García was read her initial statement, in which she allegedly confessed to helping her husband, Germán Rosas García, kill Artemio Rosas García with a machete and then bury him in a latrine below the house.

“She didn’t know how to read or write,” Martínez said. “She imprinted a fingerprint on blank sheets of paper, and years later, she found out why she is in prison.”

Martínez said García was brought before the prosecutor’s office in Huautla de Jiménez without an interpreter.

“She didn’t understand what they said to her, and because she is monolingual, she also didn’t know what she signed,” he said.


According to García and her attorney’s version of the crime, Germán Rosas returned home during his brother Artemio’s sexual assault on García. A physical altercation ensued, and García fled to a neighbor’s house with her two daughters, aged 7 and 10.

Nevertheless, García was sentenced to 20 years in prison for first-degree murder, and she remains in the women’s prison at Tanivet, Tlacolula, west of Oaxaca’s capital. Because of the distance, she hasn’t been able to see her daughters.

Ralis’ reform bill hasn’t even been discussed in the Chamber of Deputies. Neither has another bill presented by Democratic Revolution Party lawmaker Victoriano Wences Real, who proposed a constitutional reform requiring public defenders to provide counsel in the defendant’s native language.

The case of Oaxaca

In México, the majority of indigenous people in prison are located in Oaxaca, Chiapas and Puebla.

In Oaxaca, 66% of the population is indigenous. CEPIADET estimates that the state’s public defender’s office needs a minimum annual budget of 42 million pesos ($2.2 million) to hire interpreters for all of the indigenous people who are incarcerated. That’s about 3% of the total budget the state’s prosecutor’s office currently has to work with.

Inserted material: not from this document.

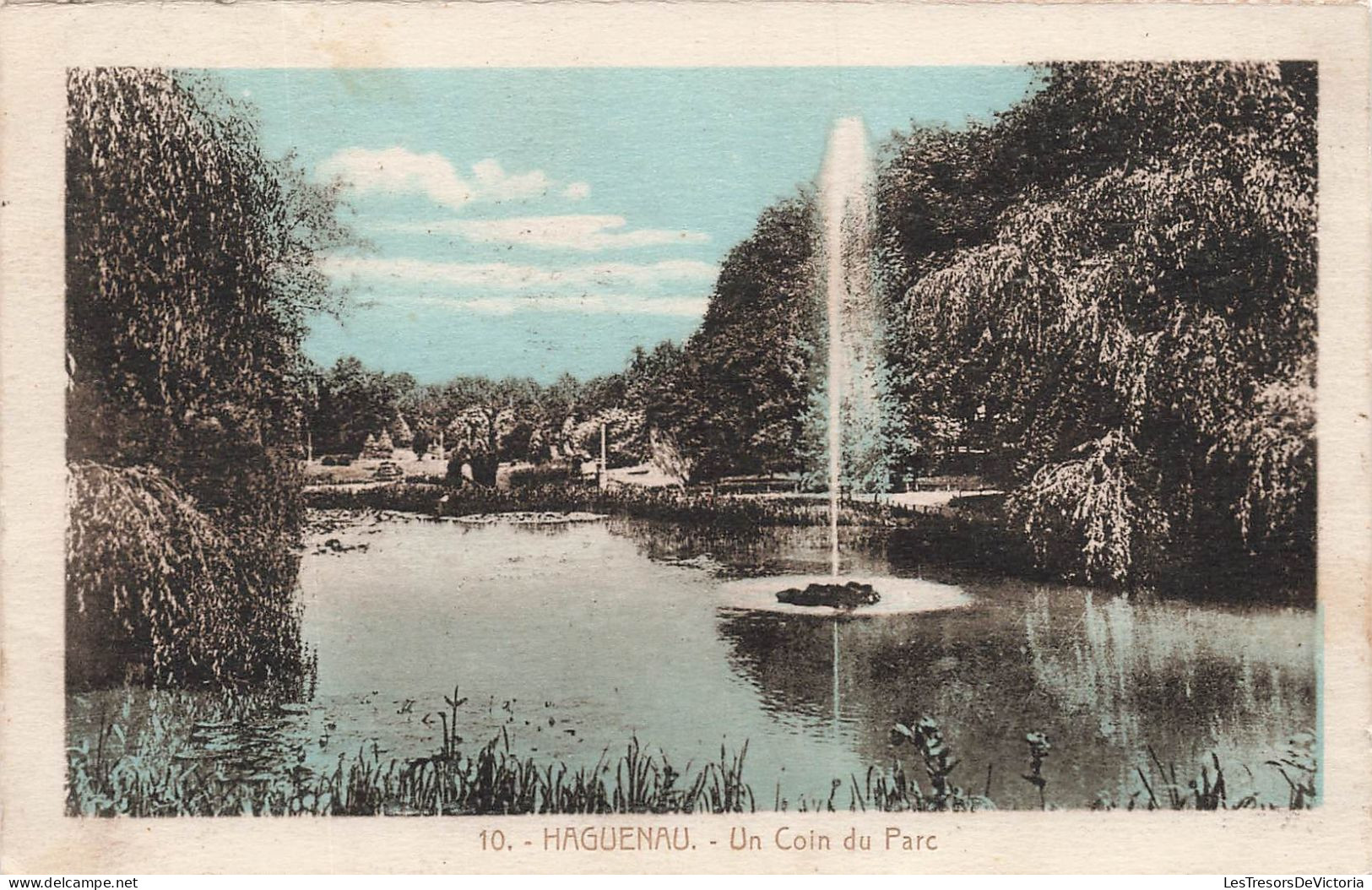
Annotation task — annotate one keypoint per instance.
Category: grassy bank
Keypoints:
(169, 758)
(972, 535)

CEPIADET Director Tomás López Sarabia said that figure is the minimum that should be requested from Oaxaca’s government, which during the last administration spent 250 million pesos ($13.3 million) on government publicity alone.

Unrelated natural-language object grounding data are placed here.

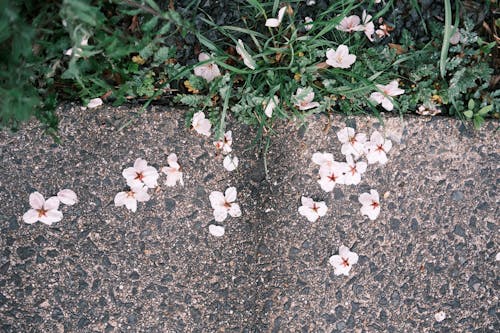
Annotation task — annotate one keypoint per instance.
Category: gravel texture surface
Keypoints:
(105, 269)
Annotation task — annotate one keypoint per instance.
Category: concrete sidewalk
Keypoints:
(106, 269)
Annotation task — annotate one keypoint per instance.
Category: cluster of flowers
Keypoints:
(223, 204)
(142, 177)
(331, 173)
(47, 211)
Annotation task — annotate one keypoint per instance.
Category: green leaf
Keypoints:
(485, 110)
(471, 104)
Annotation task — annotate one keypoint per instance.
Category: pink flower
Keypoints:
(200, 124)
(304, 99)
(350, 24)
(354, 171)
(340, 58)
(330, 175)
(377, 148)
(368, 26)
(312, 210)
(173, 171)
(43, 211)
(208, 71)
(130, 198)
(386, 93)
(370, 204)
(224, 204)
(342, 262)
(141, 174)
(225, 143)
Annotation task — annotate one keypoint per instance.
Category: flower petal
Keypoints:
(36, 200)
(52, 203)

Mario Torres López, head of the Federal Public Defender’s Office, said the inequality goes beyond the number of attorneys who speak an indigenous language. Another problem is salary differences between the various public defenders throughout the country.

While federal lawyers have competitive salaries ($2,000 a month), most state attorneys earn less than 10,000 pesos ($500) a month. That discrepancy is one of the pending issues brought up in penal justice reform passed by Mexico in 2008 and enacted last year.

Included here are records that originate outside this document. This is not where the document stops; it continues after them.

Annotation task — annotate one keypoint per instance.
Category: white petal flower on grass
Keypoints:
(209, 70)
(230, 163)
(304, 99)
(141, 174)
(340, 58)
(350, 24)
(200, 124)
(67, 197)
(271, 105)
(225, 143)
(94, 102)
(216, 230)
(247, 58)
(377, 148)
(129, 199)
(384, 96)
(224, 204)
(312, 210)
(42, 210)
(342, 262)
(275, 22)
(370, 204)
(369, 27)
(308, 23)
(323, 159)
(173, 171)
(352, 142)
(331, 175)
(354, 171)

“There’s no uniformity. The only thing discussed by the constitution was that a public defender, either federal or from the federal entities, cannot earn less than the prosecutors from the Public Prosecutor’s Office,” Torres said.

Doroteo Aurelio Vásquez Vásquez, coordinator of the public defender’s office in the city of Tlaxiaco, Oaxaca, said she attends 15 hearings and trials a month. On some days, she’s required to attend hearings for up to three different cases, along with her other work.

Vázquez said that occasionally she’ll spend her own money to attend defendants’ hearings. She also said there’s a need for more technical assistants.

“This is a need in every state. It’s important for the institution to have its own experts, so that they can carry out their work as needed, wherever a public defender takes the case,” she said.

It was this lack of experts that led the families of Adán Cruz and Adela García to come up with their own plans to collect evidence in an effort to prove their loved ones’ innocence.

But those families are still waiting. Both the public defense attorneys and the new evidence have not been enough to force a change.